VM on ZFS

, ,

Hi

I have a ZFS pool, on my server; and would like to run a VM off it.

Is there a way to have a disk image as a directory or something where individual files on that .img can be utilized by ARC etc?

The blocks in a zvol block device, or in a raw/qcow2 file on a dataset will be cached in ARC.

Usually the recommendation is to set ARC to cache metadata only, and let the VM just use its cache, because it can make slightly better decisions on what to keep and so you aren’t doubling the amount of ram used for what is mostly the same data.

So I use the ZFS pool for quite a few other things, which I would probably want to keep the ARC on normal mode. Presumably to achieve this, I’d have to create a separate dataset

The VM is windows 10, desktop…Will it automatically cache frequently used files/folders?

You can set the ARC settings per dataset and ZVOL, so you can leave the rest of the pool as is, if you were going that route.

As far as what each OS will cache, I couldn’t tell you.

You could export a directory via NFS and have your VM mount it

Is it? I never heard this advice before, I think your argument is sound, but it seems to depend a lot on the use case. The guest OS can make better decisions, but on the other hand the host often has more memory to use for cache (whether ARC or Linux’s pagecache). But of course you are right in that it would imply an extra round of shuffling data back and forth in RAM, I never actually thought much about that aspect. Either way, I’m always following the advice to leave qemu’s own caching off, and I think everyone should.

On a more technical note:
One thing I noticed with VMs and primarycache=metadata, is that unless block sizes are perfectly aligned, sync writes lead to read-modify-write amplification (test method: running crystaldiskmark rnd 4k write tests, 4k cluster NTFS in Win10 guest, 64k recordsize/volblocksize on host, monitoring zpool iostat -vv to observe both reads and writes during writing). If primarycache=all, then I see no RMW amplification.

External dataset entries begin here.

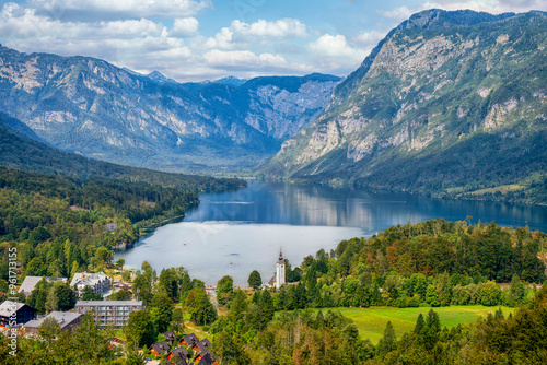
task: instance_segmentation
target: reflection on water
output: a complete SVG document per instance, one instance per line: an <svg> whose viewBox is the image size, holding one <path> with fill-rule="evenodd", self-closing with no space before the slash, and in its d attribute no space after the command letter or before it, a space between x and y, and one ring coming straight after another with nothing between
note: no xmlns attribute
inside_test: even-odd
<svg viewBox="0 0 547 365"><path fill-rule="evenodd" d="M249 182L235 192L203 195L182 223L144 237L133 249L116 255L138 268L184 266L190 275L216 284L223 275L246 285L258 270L268 281L279 248L293 264L341 239L372 235L392 225L444 217L447 221L496 221L547 232L547 208L499 202L453 201L351 188Z"/></svg>

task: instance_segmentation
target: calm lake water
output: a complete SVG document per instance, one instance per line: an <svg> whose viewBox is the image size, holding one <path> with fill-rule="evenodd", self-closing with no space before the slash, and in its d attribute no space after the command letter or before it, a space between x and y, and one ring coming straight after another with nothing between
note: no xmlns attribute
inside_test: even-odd
<svg viewBox="0 0 547 365"><path fill-rule="evenodd" d="M435 217L547 232L547 207L455 201L398 192L351 188L294 186L249 181L235 192L200 196L199 207L184 222L168 224L142 237L133 248L117 252L126 266L149 261L163 268L185 267L191 278L217 284L224 275L247 285L251 271L263 282L275 273L280 248L291 264L347 238L371 236L392 225Z"/></svg>

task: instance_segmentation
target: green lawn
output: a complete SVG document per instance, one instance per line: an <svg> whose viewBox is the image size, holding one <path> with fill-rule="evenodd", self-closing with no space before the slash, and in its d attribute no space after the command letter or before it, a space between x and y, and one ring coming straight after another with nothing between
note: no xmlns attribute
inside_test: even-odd
<svg viewBox="0 0 547 365"><path fill-rule="evenodd" d="M439 314L442 327L455 327L464 322L473 322L479 316L486 317L488 313L494 313L499 307L484 306L450 306L438 308L394 308L394 307L372 307L372 308L334 308L340 310L341 314L351 318L359 328L359 333L363 339L370 339L376 344L383 337L385 325L392 321L397 338L400 339L403 333L414 330L418 316L428 314L430 309ZM514 308L501 307L503 315L507 317ZM323 309L325 311L325 309Z"/></svg>

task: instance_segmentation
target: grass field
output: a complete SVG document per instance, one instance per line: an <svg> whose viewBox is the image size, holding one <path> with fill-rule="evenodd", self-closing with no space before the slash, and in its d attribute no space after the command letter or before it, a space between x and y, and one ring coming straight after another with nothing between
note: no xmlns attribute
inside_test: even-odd
<svg viewBox="0 0 547 365"><path fill-rule="evenodd" d="M351 318L359 328L359 333L363 339L370 339L376 344L383 337L385 325L392 321L397 338L403 333L410 332L416 326L418 316L428 314L433 309L439 314L442 327L452 328L459 323L473 322L479 316L486 317L488 313L494 313L499 307L484 306L450 306L438 308L394 308L394 307L372 307L372 308L336 308L348 318ZM514 308L501 307L507 317ZM325 311L325 309L323 309Z"/></svg>

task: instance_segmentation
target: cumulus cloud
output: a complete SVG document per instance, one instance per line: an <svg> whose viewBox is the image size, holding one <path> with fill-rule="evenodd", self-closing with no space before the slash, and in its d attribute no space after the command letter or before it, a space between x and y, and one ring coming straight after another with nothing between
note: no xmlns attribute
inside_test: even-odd
<svg viewBox="0 0 547 365"><path fill-rule="evenodd" d="M304 38L306 26L296 19L280 19L276 22L258 20L247 24L238 20L232 22L232 31L236 34L265 38Z"/></svg>
<svg viewBox="0 0 547 365"><path fill-rule="evenodd" d="M275 22L258 20L251 24L235 20L229 27L223 27L214 37L207 39L206 44L210 48L234 49L256 40L304 37L307 37L306 26L296 19L287 17Z"/></svg>
<svg viewBox="0 0 547 365"><path fill-rule="evenodd" d="M317 56L330 58L354 58L359 52L352 49L344 35L322 35L310 43L309 48Z"/></svg>
<svg viewBox="0 0 547 365"><path fill-rule="evenodd" d="M177 17L170 35L175 37L189 37L198 34L199 22L195 17Z"/></svg>
<svg viewBox="0 0 547 365"><path fill-rule="evenodd" d="M370 52L361 47L352 48L346 36L324 34L307 45L307 49L317 57L322 72L349 73L353 71Z"/></svg>
<svg viewBox="0 0 547 365"><path fill-rule="evenodd" d="M249 50L212 49L203 56L207 66L223 70L256 71L290 71L309 72L311 68L302 63L288 62L282 56L264 52L256 55Z"/></svg>

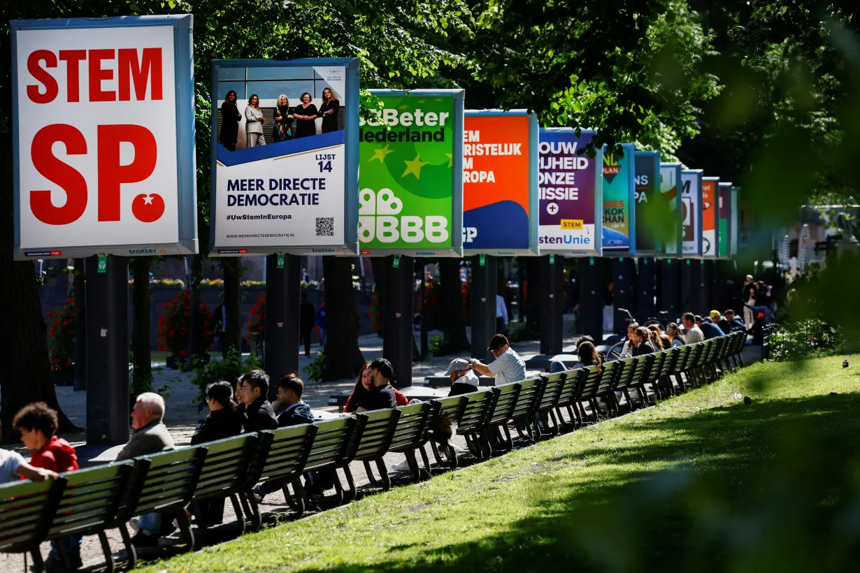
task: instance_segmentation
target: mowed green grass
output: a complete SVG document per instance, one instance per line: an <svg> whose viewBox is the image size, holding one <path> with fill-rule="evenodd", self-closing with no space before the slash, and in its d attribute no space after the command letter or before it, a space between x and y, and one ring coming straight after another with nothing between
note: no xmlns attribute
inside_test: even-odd
<svg viewBox="0 0 860 573"><path fill-rule="evenodd" d="M860 356L756 364L140 570L857 570L858 367Z"/></svg>

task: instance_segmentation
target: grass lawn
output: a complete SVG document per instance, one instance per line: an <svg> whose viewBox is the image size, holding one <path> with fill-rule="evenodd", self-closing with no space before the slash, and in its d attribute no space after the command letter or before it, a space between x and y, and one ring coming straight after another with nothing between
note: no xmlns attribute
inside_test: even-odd
<svg viewBox="0 0 860 573"><path fill-rule="evenodd" d="M858 414L860 355L757 364L141 570L857 570Z"/></svg>

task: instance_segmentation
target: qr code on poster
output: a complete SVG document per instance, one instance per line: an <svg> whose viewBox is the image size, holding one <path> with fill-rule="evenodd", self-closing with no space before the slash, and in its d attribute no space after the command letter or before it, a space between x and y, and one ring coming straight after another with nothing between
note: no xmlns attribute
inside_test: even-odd
<svg viewBox="0 0 860 573"><path fill-rule="evenodd" d="M335 236L335 217L333 216L316 217L316 236L318 237Z"/></svg>

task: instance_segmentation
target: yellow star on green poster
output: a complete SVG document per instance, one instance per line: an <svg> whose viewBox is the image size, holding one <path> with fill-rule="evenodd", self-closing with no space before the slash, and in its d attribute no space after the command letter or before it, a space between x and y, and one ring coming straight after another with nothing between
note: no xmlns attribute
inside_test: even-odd
<svg viewBox="0 0 860 573"><path fill-rule="evenodd" d="M385 147L379 148L378 149L373 149L373 156L367 160L368 162L379 160L380 163L385 162L385 155L390 153L393 153L394 149L390 149L389 144L385 143Z"/></svg>
<svg viewBox="0 0 860 573"><path fill-rule="evenodd" d="M404 171L403 174L400 176L401 179L406 177L409 174L415 175L415 179L421 178L421 168L427 165L427 162L422 162L421 155L415 155L415 158L411 162L404 161L403 162L406 163L406 171Z"/></svg>

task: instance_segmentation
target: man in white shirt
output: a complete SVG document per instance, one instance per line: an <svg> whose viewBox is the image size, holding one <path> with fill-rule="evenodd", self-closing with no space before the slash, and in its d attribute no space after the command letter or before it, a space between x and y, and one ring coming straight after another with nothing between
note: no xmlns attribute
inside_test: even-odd
<svg viewBox="0 0 860 573"><path fill-rule="evenodd" d="M507 332L507 305L501 295L495 296L495 332Z"/></svg>
<svg viewBox="0 0 860 573"><path fill-rule="evenodd" d="M496 386L525 380L525 363L511 349L507 344L507 337L496 334L487 350L493 353L495 360L488 365L481 363L477 358L472 358L470 368L478 374L495 378Z"/></svg>
<svg viewBox="0 0 860 573"><path fill-rule="evenodd" d="M681 317L681 323L684 324L684 329L687 332L684 335L684 342L688 344L695 344L697 342L702 342L704 340L704 333L702 332L702 329L696 326L696 315L692 313L684 313L684 316Z"/></svg>
<svg viewBox="0 0 860 573"><path fill-rule="evenodd" d="M33 481L44 481L57 477L56 472L44 467L34 467L21 457L17 452L0 449L0 484L17 481L20 478L27 478Z"/></svg>

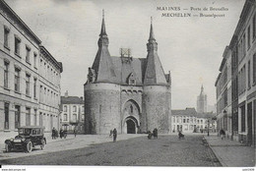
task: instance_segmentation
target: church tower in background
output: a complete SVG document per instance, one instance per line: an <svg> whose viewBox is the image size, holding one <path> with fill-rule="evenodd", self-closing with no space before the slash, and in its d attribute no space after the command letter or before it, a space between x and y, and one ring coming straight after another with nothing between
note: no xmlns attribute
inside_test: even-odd
<svg viewBox="0 0 256 171"><path fill-rule="evenodd" d="M197 112L206 113L207 112L207 94L204 92L204 86L201 86L201 92L197 96Z"/></svg>

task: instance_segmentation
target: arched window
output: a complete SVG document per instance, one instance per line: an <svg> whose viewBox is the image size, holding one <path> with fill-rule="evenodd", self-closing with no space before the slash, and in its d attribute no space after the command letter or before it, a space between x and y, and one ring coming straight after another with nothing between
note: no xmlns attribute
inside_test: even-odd
<svg viewBox="0 0 256 171"><path fill-rule="evenodd" d="M73 106L73 112L77 112L77 106Z"/></svg>
<svg viewBox="0 0 256 171"><path fill-rule="evenodd" d="M133 113L133 105L130 106L131 113Z"/></svg>
<svg viewBox="0 0 256 171"><path fill-rule="evenodd" d="M68 121L68 115L66 113L63 115L63 121Z"/></svg>
<svg viewBox="0 0 256 171"><path fill-rule="evenodd" d="M64 111L64 112L67 112L67 106L66 106L66 105L64 106L63 111Z"/></svg>
<svg viewBox="0 0 256 171"><path fill-rule="evenodd" d="M77 114L73 114L73 121L74 121L74 122L77 122L77 121L78 121Z"/></svg>

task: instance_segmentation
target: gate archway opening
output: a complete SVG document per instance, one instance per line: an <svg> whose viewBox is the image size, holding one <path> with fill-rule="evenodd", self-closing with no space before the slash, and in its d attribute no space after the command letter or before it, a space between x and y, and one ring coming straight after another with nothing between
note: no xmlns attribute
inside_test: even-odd
<svg viewBox="0 0 256 171"><path fill-rule="evenodd" d="M129 116L125 119L125 130L127 134L137 134L138 121L136 118Z"/></svg>

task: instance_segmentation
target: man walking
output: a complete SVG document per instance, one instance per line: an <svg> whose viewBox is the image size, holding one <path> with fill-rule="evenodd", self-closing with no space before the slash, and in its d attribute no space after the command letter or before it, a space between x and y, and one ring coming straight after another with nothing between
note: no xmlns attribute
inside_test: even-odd
<svg viewBox="0 0 256 171"><path fill-rule="evenodd" d="M116 137L117 137L117 131L116 129L113 130L113 142L116 142Z"/></svg>
<svg viewBox="0 0 256 171"><path fill-rule="evenodd" d="M75 138L77 137L77 129L76 127L74 128L74 135L75 135Z"/></svg>

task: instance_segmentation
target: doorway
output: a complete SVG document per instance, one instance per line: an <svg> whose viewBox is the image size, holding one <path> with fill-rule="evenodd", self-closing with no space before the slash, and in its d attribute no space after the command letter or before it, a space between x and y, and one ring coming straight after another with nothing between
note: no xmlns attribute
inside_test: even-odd
<svg viewBox="0 0 256 171"><path fill-rule="evenodd" d="M127 134L136 134L135 123L133 120L129 119L126 121Z"/></svg>

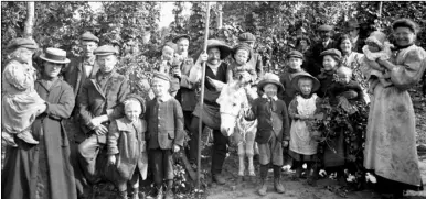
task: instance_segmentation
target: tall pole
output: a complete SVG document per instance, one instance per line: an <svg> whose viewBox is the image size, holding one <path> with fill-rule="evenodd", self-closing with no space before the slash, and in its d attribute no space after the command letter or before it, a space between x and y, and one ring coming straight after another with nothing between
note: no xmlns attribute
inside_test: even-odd
<svg viewBox="0 0 426 199"><path fill-rule="evenodd" d="M205 31L204 31L204 47L203 52L207 52L209 40L209 21L210 21L210 2L207 2L207 9L205 14ZM200 98L200 120L199 120L199 147L198 147L198 162L196 162L196 189L200 191L200 174L201 174L201 135L203 134L203 108L204 108L204 84L205 84L205 62L201 68L201 98Z"/></svg>

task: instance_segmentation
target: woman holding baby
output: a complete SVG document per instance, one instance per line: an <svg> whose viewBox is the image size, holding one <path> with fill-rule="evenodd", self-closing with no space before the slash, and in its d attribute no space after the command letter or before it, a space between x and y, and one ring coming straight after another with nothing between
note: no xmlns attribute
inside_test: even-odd
<svg viewBox="0 0 426 199"><path fill-rule="evenodd" d="M406 189L423 189L415 114L407 90L425 70L422 60L426 52L414 44L418 26L412 20L396 20L392 29L395 38L392 54L373 60L388 73L391 85L375 84L371 88L364 166L375 173L383 189L400 198Z"/></svg>

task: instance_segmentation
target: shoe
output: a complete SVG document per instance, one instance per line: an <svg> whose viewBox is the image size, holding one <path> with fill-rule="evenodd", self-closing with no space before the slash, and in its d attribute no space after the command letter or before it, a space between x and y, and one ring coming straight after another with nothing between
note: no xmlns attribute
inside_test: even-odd
<svg viewBox="0 0 426 199"><path fill-rule="evenodd" d="M29 144L39 144L39 141L34 140L30 131L23 131L17 134L17 137L23 140Z"/></svg>
<svg viewBox="0 0 426 199"><path fill-rule="evenodd" d="M3 139L7 145L18 147L18 144L14 142L14 137L10 133L1 132L1 139Z"/></svg>
<svg viewBox="0 0 426 199"><path fill-rule="evenodd" d="M222 177L221 174L215 174L212 176L212 178L213 178L213 181L215 181L219 185L225 185L226 184L226 180Z"/></svg>

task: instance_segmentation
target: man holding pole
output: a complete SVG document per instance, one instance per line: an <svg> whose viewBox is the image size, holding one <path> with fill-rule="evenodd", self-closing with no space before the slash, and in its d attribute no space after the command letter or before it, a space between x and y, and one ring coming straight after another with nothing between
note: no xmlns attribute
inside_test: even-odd
<svg viewBox="0 0 426 199"><path fill-rule="evenodd" d="M204 85L204 100L196 103L193 112L193 118L190 125L191 141L190 141L190 162L195 163L199 158L199 130L200 123L202 128L207 125L213 130L213 152L212 152L212 179L219 185L225 184L225 179L221 176L222 166L226 157L226 144L228 144L228 137L221 133L221 117L219 111L219 104L216 99L221 93L221 88L217 88L209 79L214 79L226 84L226 70L227 64L222 62L231 54L231 47L224 42L217 40L207 41L207 52L200 55L199 60L195 63L193 69L191 69L190 81L193 84L199 82L201 78L205 78ZM202 77L202 62L206 62L205 76ZM196 75L192 76L192 73ZM196 78L194 78L196 77ZM202 115L201 115L202 113ZM202 122L200 122L200 118Z"/></svg>

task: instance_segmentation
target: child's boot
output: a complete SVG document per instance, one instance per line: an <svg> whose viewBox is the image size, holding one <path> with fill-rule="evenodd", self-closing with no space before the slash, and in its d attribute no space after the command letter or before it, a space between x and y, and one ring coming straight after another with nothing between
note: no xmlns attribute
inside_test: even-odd
<svg viewBox="0 0 426 199"><path fill-rule="evenodd" d="M266 178L268 175L268 165L260 165L260 187L257 190L260 196L266 195L268 187L266 186Z"/></svg>
<svg viewBox="0 0 426 199"><path fill-rule="evenodd" d="M18 144L14 142L14 137L7 132L1 132L1 139L6 142L6 144L11 145L13 147L18 147Z"/></svg>
<svg viewBox="0 0 426 199"><path fill-rule="evenodd" d="M173 196L173 191L171 190L173 186L173 180L172 179L169 179L167 181L167 188L166 188L166 199L173 199L174 196Z"/></svg>
<svg viewBox="0 0 426 199"><path fill-rule="evenodd" d="M134 188L131 199L139 199L139 187Z"/></svg>
<svg viewBox="0 0 426 199"><path fill-rule="evenodd" d="M120 199L127 199L127 190L123 190L119 192Z"/></svg>
<svg viewBox="0 0 426 199"><path fill-rule="evenodd" d="M284 192L284 186L281 184L281 168L274 165L274 187L278 194Z"/></svg>
<svg viewBox="0 0 426 199"><path fill-rule="evenodd" d="M31 131L22 131L21 133L18 133L17 136L29 144L39 144L39 141L34 140L32 136Z"/></svg>

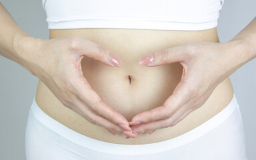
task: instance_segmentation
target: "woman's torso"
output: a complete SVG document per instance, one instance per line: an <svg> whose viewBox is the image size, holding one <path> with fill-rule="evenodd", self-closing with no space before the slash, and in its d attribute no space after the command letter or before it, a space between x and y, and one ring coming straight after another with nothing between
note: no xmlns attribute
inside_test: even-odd
<svg viewBox="0 0 256 160"><path fill-rule="evenodd" d="M181 80L182 66L178 63L157 67L140 66L139 57L161 49L192 41L219 42L216 28L197 31L128 29L79 29L50 30L50 38L79 35L102 45L122 59L121 68L109 67L85 57L81 62L84 76L103 101L129 121L139 113L161 106L171 96ZM207 54L207 53L205 53ZM129 79L131 77L131 83ZM167 140L203 123L231 101L233 90L229 77L221 83L198 109L176 125L125 139L112 135L105 128L90 123L63 106L39 81L35 101L56 121L89 137L119 144L146 144Z"/></svg>

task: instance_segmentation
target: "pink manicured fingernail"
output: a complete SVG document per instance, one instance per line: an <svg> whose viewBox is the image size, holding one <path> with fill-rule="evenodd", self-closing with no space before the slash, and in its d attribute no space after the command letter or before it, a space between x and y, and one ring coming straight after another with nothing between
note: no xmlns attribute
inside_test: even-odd
<svg viewBox="0 0 256 160"><path fill-rule="evenodd" d="M145 55L139 59L139 63L140 65L145 65L149 63L152 63L154 61L154 56L153 53Z"/></svg>
<svg viewBox="0 0 256 160"><path fill-rule="evenodd" d="M111 64L114 65L116 67L121 67L122 66L122 61L118 58L116 55L111 53L111 55L109 57L109 62Z"/></svg>
<svg viewBox="0 0 256 160"><path fill-rule="evenodd" d="M140 123L139 121L129 122L129 125L139 125L139 124L141 124L141 123Z"/></svg>
<svg viewBox="0 0 256 160"><path fill-rule="evenodd" d="M109 131L109 132L110 132L110 133L111 133L112 135L115 135L115 133L112 131L111 130L109 129L107 129L107 131Z"/></svg>
<svg viewBox="0 0 256 160"><path fill-rule="evenodd" d="M136 137L136 135L133 135L133 133L131 133L131 132L129 132L129 131L123 132L123 135L126 135L127 137L129 137L131 138Z"/></svg>
<svg viewBox="0 0 256 160"><path fill-rule="evenodd" d="M131 131L131 127L125 125L119 125L119 127L121 127L122 129L127 130L127 131Z"/></svg>
<svg viewBox="0 0 256 160"><path fill-rule="evenodd" d="M155 130L151 131L150 132L149 132L149 135L152 134L153 133L154 133L154 131L155 131Z"/></svg>

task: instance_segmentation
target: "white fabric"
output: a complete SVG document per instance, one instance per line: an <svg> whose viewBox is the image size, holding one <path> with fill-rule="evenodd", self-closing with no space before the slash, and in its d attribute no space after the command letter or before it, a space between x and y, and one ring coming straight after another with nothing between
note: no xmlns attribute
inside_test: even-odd
<svg viewBox="0 0 256 160"><path fill-rule="evenodd" d="M217 25L224 0L42 0L48 28L196 31Z"/></svg>
<svg viewBox="0 0 256 160"><path fill-rule="evenodd" d="M45 113L34 98L25 149L27 160L247 159L235 94L225 109L199 127L173 139L145 145L115 144L84 136Z"/></svg>

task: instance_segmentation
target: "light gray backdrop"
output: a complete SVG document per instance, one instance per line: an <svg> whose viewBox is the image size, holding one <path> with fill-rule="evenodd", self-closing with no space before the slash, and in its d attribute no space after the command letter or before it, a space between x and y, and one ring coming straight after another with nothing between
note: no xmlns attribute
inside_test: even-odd
<svg viewBox="0 0 256 160"><path fill-rule="evenodd" d="M41 1L0 1L29 34L49 38ZM218 20L221 42L232 39L255 15L255 0L225 0ZM256 59L239 68L230 77L241 110L248 157L256 159ZM25 127L38 80L18 64L0 56L0 159L25 159Z"/></svg>

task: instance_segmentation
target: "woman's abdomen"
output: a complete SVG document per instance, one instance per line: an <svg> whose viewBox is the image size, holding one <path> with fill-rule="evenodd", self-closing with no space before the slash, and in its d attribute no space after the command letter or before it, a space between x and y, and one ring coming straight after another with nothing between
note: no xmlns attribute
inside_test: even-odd
<svg viewBox="0 0 256 160"><path fill-rule="evenodd" d="M85 57L83 75L103 101L129 121L135 115L163 105L181 80L182 66L178 63L157 67L139 65L140 57L153 51L192 41L219 42L216 28L201 31L174 31L121 29L51 30L51 38L79 35L106 47L123 61L121 68L113 67ZM85 136L121 144L145 144L169 139L206 121L231 101L233 94L229 77L220 83L209 99L175 126L157 130L150 136L135 139L113 136L102 127L90 123L78 113L64 107L39 81L36 101L50 117Z"/></svg>

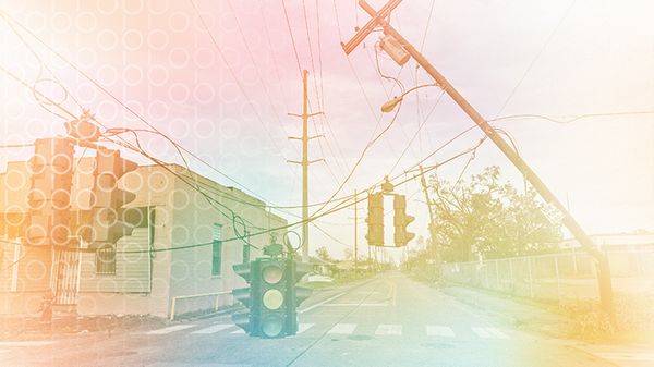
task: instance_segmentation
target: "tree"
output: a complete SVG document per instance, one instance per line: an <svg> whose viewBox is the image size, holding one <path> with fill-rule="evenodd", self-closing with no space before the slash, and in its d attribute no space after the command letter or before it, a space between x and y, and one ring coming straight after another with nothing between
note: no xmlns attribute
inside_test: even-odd
<svg viewBox="0 0 654 367"><path fill-rule="evenodd" d="M327 262L334 261L334 259L329 255L329 252L327 250L327 247L325 247L325 246L316 248L316 257L323 261L327 261Z"/></svg>
<svg viewBox="0 0 654 367"><path fill-rule="evenodd" d="M544 205L529 188L520 194L500 184L500 170L493 166L470 182L453 184L431 178L434 197L436 245L450 261L500 258L552 249L561 236L560 223L543 215ZM432 244L433 245L433 244Z"/></svg>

The above suggests to me that if only metadata is cached in ARC, then writes are not cached either (at least not sync writes). But you’d really want this caching, to take advantage of coalesced writes. (Of course for sync writes the ZIL will also add to the write load nevertheless, but my assumption is that those extra writes are more efficient than RMW cycles).

Unless I am missing/misunderstanding some part of the underlying mechanisms (which happens a lot :slight_smile: ).

(My detour above is probably quite far from @burny02 s original question, which I believe is already answered in the thread.)

1 Like

Huh, that’s an interesting observation, thanks for bringing it up. Definitely makes me reconsider.

1 Like

Thinking again, I realized there is another potential explanation behind my observations. Maybe there is always RMW amplification in the test case I describe, but in the case of primarycache=all the to-be-read data sits already in ARC, implying that the relevant reads are never logged by zpool iostat -vv.

Actually this might make more sense. In my understanding, CrystalDiskMark preallocates a 1Gb file on NTFS and does all IO within that one. This file is organized first in 4k blocks (i.e. NTFS allocation units), which are stored on a virtual device with (in my test case) 64k block sizes.

My original assumption (leading to the conclusions in my last post) was that the size mismatch (64k vs 4k) would be taken care of as ZFS would have plenty of chances to fill a 64k range with 4k writes before the next txg commit. (NB that CrystalDiskMark is spamming 4k writes as fast as it can!) But this assumption is likely to be wrong, because ZFS never sees this blocksize mismatch! Rather, the RMW amplification must be happening between the VM and the storage layer immediately below it (qcow2 clusters or zvol blocks). ZFS would just receive read and write requests of 64k size.

My revised theory implies that RMV amplification happens regardless of the primarycache setting. If this revised theory is correct, then the reason I see only writes and no reads with zpool iostat when primarycache=all, is not a lack of RMW but simply that all the reads are from ARC and never hit storage.

Relevant to note may be that my tests were run with compression=off. The logic was that compression shouldn’t matter for random data, but I realize that when mismatched IO chunk sizes come into play it might potentially matter a lot! All this calls for further testing :slight_smile:


To recap

I made the following observation:

My first interpretation was that “turning off” ARC (primarycache=metadata) also turns off the collection of sync writes into transaction groups, i.e. the standard write caching that ZFS does for sync and async writes alike. But then I realized that zpool iostat -vv probably doesn’t log reads that happen from ARC, so a better explanation of my observation might be that there is always RMW (regardless of the primarycache setting) in my test scenario due to the mismatch in allocation unit size, but ARC helps with the read part of that.

If I’m right, the lession is simply to avoid mismatches beween NTFS / qcow2 / ZFS block sizes when hosting VM storage.

1 Like

:+1: That’s exactly what I was considering as a possibility as well, and is now in my ever increasing list of things to try to look at.